Dat heeft minister Slob (Onderwijs) onlangs geantwoord op Kamervragen van de VVD over de Gomarus scholengemeenschap in Gorinchem.
De liberale Kamerleden Heerema en Yeşilgöz-Zegerius wilden van de minister weten of de visie van die school dat seksualiteit thuishoort binnen een huwelijk tussen één man en één vrouw overeenkomt met de nieuwe burgerschapswet.
Slob schrijft dat die wet het bevoegd gezag verplicht ‘zorg te dragen voor een schoolcultuur in overeenstemming met de basiswaarden en voor een omgeving waarin leerlingen en personeel zich veilig en geaccepteerd weten, ongeacht onder andere verschillen in seksuele gerichtheid.’
Door de wet komt de lat voor scholen ‘dus hoger te liggen’, vervolgt de bewindsman. ‘Zodra dit wetsvoorstel in werking is getreden zal de inspectie kunnen toetsen aan deze nieuwe wettelijke norm.’ De Eerste Kamer debatteert op 8 juni over de burgerschapswet.
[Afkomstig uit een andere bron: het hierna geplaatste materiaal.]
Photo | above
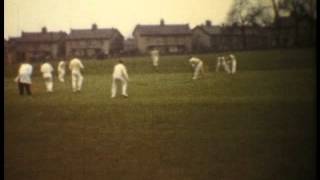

Als die daar wordt aangenomen, treedt de wet met ingang van het nieuwe schooljaar in werking.
Context
‘In het algemeen geldt dat een school, alleen door het huwelijk aan man en vrouw voorbehouden te achten, niet noodzakelijkerwijs in strijd handelt met de nieuwe burgerschapsopdracht’, aldus Slob. De inspectie zal voor de beoordeling van de schoolcultuur de gehele context meewegen. ‘De visie van een school, en de wijze hoe deze tot uiting komt in de onderwijspraktijk, zijn hier onderdeel van.’
Deze schoolcultuur – gaat hij verder – moet in overeenstemming zijn met de basiswaarden, basiswaarden dienen bevorderd te worden middels het onderwijs en leerlingen en personeel moeten zich veilig en geaccepteerd weten in de school.
"Ook mag een school genderdiversiteit en homoseksualiteit niet afwijzen."Minister Slob in antwoord op Kamervragen van de VVD
Onaanvaardbaar
Slob vindt het belangrijk dat alle leerlingen, ook lhbti-leerlingen, zich veilig voelen op school en de mogelijkheid hebben om zichzelf te kunnen zijn, ongeacht waar ze naar school gaan. Geen enkele school in ons land mag dus leerlingen ‘veroordelen of afwijzen op basis van hun seksuele identiteit.’ Ook mag een school genderdiversiteit en homoseksualiteit niet afwijzen. Niet in een identiteitsverklaring, niet in hun toelatingsbeleid en niet in hun schoolcultuur. Leerlingen opsluiten en verplicht uit de kast laten komen noemt de minister ‘absoluut onaanvaardbaar.’
Hij stelt dat de inspectie onderzoekt in hoeverre de Gomarus scholengemeenschap – die in het nieuws kwam door een publicatie in NRC Handelsblad – de veiligheid van leerlingen waarborgt. Dat onderzoek is in juni klaar; Slob verwacht dat het rapport eind juli openbaar kan worden gemaakt.
In reactie op genoemd krantenbericht heeft de VGS indertijd namens alle christelijke scholen op reformatorische grondslag benadrukt dat sociale veiligheid voor álle leerlingen, ongeacht hun achtergrond of geaardheid, cruciaal is. ‘Juist omdat naastenliefde in ons christelijk geloof centraal staat, vinden wij dit essentieel. Alleen in een veilig klimaat kunnen kinderen opbloeien en tot leren komen.’
Aanscherping
In ons land moet iedere jongere, op iedere school, zich vrij weten zichzelf te zijn en daarvoor uit te komen, betoogt Slob. ‘Ik zet me er voor in dat elke leerling de mogelijkheid heeft om zichzelf te kunnen zijn. Zo werk ik aan de aanscherping van de burgerschapsopdracht en de kerndoelen en ondersteun ik diverse activiteiten om de acceptatie van homoseksualiteit binnen het onderwijs te verbeteren.’